This project marks the beginning of an investigation into architecture, spatial theory and practice. More specifically an examination within ongoing contemporary research, in an effort to comprehend the discourse surrounding the Anthropocene. As a whole, my work reflects on ideas of contingency and the unpredictability of process and change in nature, substance and structure. I considered my interest in making things and the environment in which they’re made by investigating the structural methods and materials from which architecture is produced and how these techniques are considered when responding to place. To this end, I have produced a report that aims to bring together current research on the theoretical study and practice of architecture with a retrospective description of my travel movements.
“Physical separation, jurisdictional specificity (and) cultural difference”  are key factors that define an oceanic islands capacity to build. With these factors in mind, Hawaii began as a point of reflection in my work. Geographically isolated and rooted in volcanic eruptions, the archipelago is conditioned from the nature of matter by which it’s composed. Living in hybrid circumstances, Hawaii has an undeniable relationship to the earth and is currently dealing with the consequences of anthropogenic transformations of land, ocean, biosphere and climate which consequently punctuate decisions to build.
Like many archipelagos, Hawaii’s local operations and infrastructure, which appear deceptively remote, are inextricably linked to a wider global system. I developed a project dedicated to exploring five interrelated and architecturally significant sites on Hawaii Island. Under the funding of a-n Artist Information Company, I had the opportunity to photograph and undertake this site based investigation throughout May and June of this year. The first site I chose to visit was Mauna Kea and the astrological research observatories located at its summit. From there, I drove to Kona, a popular tourist destination which, for some, successfully meets the expectations of island paradise. My journey continued to South Point, a National Historic Landmark and one of the oldest archaeological sites on the island. Sticking to the south ridge of the island I spent time exploring the unique lava landscape of Kalapana and finally ended my journey in a neighbouring town, Pahoa, located uncomfortably close to the Hawaii hotspot. All of these sites are broadly linked and I observed them as plausible drivers and reflections of natural catastrophe, tourism, and the behaviour of an elite minority.
The bursary offered a unique opportunity to experiment with photography throughout a landscape full of atmospheric diversity.
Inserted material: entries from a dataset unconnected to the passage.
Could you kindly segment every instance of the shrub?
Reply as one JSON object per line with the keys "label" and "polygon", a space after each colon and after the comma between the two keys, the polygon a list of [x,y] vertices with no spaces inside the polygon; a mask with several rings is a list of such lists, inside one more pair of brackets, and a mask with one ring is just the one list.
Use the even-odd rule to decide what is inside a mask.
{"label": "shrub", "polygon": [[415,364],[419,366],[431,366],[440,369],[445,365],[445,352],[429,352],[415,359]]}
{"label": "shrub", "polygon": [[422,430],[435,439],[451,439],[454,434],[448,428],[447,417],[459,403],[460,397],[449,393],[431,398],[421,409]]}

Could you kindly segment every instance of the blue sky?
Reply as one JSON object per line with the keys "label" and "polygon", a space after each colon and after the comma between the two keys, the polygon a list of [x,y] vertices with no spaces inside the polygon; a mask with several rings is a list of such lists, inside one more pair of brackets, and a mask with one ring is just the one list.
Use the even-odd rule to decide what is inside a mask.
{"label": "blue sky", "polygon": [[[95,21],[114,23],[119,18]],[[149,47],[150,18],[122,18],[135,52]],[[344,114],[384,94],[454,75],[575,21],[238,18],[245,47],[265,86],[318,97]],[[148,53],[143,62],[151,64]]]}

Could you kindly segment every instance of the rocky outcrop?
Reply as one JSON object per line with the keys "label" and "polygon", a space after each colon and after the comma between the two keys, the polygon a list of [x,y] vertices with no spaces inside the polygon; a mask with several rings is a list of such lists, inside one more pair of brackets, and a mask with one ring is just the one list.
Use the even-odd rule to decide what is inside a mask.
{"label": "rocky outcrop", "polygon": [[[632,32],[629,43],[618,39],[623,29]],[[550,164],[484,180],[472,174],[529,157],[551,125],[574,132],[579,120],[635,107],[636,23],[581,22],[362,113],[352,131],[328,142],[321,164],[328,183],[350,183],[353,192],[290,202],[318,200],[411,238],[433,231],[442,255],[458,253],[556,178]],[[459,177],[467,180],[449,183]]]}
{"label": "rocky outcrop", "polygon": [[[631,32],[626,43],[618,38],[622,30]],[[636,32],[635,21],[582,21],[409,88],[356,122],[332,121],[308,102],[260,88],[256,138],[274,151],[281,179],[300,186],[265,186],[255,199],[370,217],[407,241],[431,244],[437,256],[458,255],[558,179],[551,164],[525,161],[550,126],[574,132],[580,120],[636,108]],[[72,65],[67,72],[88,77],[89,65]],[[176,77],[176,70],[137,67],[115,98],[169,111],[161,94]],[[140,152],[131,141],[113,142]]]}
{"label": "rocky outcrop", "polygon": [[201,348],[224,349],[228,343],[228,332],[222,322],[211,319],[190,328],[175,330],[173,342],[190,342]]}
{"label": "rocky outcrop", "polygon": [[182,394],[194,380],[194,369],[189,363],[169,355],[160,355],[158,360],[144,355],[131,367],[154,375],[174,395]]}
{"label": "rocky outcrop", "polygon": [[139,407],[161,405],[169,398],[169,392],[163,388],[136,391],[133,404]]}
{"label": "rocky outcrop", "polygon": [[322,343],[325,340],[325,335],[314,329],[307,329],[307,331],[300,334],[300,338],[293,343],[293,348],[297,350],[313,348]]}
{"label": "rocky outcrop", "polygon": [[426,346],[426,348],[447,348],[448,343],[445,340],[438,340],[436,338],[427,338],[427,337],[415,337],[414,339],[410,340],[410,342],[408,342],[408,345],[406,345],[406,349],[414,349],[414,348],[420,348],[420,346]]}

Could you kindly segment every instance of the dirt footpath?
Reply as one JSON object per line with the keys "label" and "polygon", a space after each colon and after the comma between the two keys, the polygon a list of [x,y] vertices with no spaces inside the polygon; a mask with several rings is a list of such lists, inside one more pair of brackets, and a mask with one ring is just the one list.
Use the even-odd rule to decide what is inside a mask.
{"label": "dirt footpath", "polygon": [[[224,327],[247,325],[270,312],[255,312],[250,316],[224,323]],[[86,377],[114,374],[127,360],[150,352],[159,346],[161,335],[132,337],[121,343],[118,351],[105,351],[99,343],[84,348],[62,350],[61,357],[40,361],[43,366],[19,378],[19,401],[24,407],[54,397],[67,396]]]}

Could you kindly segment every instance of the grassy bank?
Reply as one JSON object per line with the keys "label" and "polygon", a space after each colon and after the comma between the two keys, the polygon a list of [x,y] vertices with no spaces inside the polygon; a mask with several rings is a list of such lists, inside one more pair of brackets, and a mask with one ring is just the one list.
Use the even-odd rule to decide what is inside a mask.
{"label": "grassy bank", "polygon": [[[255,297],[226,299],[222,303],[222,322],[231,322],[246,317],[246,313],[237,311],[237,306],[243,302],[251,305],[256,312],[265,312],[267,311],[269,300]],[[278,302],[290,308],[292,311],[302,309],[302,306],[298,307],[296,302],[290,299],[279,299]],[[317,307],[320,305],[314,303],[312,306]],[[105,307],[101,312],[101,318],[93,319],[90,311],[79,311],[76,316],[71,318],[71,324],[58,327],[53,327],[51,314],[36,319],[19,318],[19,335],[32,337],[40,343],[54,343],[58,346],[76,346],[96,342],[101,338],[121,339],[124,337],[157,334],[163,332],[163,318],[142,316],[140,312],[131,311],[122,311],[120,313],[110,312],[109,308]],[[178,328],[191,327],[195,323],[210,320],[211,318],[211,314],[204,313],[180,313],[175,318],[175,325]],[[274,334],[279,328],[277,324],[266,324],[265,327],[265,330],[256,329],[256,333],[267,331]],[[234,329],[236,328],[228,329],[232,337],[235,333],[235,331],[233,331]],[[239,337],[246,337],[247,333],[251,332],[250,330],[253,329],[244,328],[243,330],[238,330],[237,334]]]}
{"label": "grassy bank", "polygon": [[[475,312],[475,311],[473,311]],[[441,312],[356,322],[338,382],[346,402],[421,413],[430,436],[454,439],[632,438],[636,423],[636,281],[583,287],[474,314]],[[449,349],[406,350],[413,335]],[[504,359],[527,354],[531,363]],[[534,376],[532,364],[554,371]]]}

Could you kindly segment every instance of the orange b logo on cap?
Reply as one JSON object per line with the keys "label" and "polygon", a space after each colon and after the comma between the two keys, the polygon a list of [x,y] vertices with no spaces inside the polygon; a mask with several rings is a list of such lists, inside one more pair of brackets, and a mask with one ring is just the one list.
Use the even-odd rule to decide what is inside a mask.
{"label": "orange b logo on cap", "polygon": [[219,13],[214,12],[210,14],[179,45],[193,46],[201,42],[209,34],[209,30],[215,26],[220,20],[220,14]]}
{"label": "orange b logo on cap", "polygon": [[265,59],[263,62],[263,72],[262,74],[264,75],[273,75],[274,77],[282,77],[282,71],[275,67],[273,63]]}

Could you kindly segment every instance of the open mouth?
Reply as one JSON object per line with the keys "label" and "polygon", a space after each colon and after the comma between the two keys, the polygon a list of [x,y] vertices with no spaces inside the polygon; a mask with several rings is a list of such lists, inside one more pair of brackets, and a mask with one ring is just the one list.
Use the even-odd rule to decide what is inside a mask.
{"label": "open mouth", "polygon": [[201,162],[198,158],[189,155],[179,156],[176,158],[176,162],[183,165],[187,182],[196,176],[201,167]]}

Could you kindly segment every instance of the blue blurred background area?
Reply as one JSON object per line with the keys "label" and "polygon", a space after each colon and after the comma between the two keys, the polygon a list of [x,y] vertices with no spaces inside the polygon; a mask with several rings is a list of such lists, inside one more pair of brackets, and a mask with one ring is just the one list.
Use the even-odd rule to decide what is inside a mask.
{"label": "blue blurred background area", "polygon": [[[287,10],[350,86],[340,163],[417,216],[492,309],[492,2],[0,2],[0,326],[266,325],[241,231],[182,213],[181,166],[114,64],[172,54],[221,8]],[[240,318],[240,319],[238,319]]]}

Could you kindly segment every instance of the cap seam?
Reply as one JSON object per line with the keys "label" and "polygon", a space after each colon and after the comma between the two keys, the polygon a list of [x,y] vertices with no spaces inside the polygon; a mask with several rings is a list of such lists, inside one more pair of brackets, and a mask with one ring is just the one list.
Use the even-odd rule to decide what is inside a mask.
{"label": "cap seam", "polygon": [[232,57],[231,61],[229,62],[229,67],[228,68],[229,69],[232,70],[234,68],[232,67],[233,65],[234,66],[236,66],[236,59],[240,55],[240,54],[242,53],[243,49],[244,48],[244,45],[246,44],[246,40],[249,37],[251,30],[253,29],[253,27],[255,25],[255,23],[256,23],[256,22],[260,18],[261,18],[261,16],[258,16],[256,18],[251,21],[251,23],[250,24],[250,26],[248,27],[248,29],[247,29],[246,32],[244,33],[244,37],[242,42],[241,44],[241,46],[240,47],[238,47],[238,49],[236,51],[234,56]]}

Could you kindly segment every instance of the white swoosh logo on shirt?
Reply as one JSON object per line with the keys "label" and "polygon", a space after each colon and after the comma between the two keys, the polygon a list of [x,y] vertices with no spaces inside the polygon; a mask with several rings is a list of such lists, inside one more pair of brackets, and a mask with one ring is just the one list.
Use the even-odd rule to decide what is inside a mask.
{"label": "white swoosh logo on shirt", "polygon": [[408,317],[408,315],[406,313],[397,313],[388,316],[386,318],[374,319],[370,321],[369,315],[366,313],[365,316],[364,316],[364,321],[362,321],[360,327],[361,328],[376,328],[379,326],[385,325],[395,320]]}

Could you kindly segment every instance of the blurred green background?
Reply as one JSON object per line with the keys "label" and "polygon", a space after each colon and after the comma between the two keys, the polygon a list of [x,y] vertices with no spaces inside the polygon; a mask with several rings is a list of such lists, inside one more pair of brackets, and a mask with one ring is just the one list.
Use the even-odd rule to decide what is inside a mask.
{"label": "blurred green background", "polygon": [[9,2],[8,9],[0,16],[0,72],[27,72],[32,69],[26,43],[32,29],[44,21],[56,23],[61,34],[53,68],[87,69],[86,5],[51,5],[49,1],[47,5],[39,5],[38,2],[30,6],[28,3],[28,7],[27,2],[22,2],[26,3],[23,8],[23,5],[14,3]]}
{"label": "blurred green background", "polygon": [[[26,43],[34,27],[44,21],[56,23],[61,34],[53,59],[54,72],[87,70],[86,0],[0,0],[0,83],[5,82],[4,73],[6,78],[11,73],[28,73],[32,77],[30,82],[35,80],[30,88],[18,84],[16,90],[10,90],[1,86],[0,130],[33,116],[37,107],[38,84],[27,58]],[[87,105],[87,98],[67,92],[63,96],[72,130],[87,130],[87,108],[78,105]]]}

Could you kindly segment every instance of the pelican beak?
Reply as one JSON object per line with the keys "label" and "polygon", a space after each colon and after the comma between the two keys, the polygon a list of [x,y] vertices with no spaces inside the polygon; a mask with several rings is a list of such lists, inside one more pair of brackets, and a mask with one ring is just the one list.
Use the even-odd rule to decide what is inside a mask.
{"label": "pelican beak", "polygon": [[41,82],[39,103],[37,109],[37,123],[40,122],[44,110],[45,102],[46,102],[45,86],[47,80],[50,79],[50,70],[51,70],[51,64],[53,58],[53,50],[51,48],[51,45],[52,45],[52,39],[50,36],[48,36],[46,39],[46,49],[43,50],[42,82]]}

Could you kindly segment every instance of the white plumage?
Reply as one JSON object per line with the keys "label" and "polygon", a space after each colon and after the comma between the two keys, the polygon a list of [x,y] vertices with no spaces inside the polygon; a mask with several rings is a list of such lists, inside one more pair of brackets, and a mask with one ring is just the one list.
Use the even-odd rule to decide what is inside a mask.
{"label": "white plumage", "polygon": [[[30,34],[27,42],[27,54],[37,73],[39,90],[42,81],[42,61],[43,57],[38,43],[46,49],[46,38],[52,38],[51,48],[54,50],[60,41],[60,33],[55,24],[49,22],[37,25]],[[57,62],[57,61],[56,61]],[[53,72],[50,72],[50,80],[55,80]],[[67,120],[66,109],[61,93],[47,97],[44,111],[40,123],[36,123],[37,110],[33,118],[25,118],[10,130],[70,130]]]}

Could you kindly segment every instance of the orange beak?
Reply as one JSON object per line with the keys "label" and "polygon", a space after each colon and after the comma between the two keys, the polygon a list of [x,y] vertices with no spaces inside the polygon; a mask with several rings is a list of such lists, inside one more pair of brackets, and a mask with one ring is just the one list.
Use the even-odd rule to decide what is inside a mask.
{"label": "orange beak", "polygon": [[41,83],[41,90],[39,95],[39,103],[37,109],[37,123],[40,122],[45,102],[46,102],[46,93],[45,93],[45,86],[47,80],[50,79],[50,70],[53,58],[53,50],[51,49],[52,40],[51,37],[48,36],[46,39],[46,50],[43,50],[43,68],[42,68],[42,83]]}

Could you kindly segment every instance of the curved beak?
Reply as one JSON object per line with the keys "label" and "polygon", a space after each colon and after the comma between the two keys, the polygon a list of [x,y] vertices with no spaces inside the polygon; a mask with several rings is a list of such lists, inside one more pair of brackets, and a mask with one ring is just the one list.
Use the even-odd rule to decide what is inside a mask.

Photography was an important and revealing tool in helping to translate my thoughts about architecture and its connection to place. The photographs I took are neither complete nor fully representative of the entire journey but as the text casually reveals are pertinent in the process of understanding architecture and its increasingly complex relationship to Hawaii’s condition.
The text aims to provide a descriptive apparatus in an attempt to associate the complexities of each site with relevant architectural theory. It is not an exhaustive critique of Hawaiian architecture and the geological landscape nor does it offer a fully integrated or balanced outlook on the relationship between human infrastructure and the earths geology. Rather, a provisional outlook through my experience of travel complimented with a brief spatial analysis and emphasis on anthropogenic climate change. Visiting the island gave me a privileged vantage point from which to view architecture and in writing this report, with the support of a-n, I have developed a critical methodology, which I can now apply to my current work.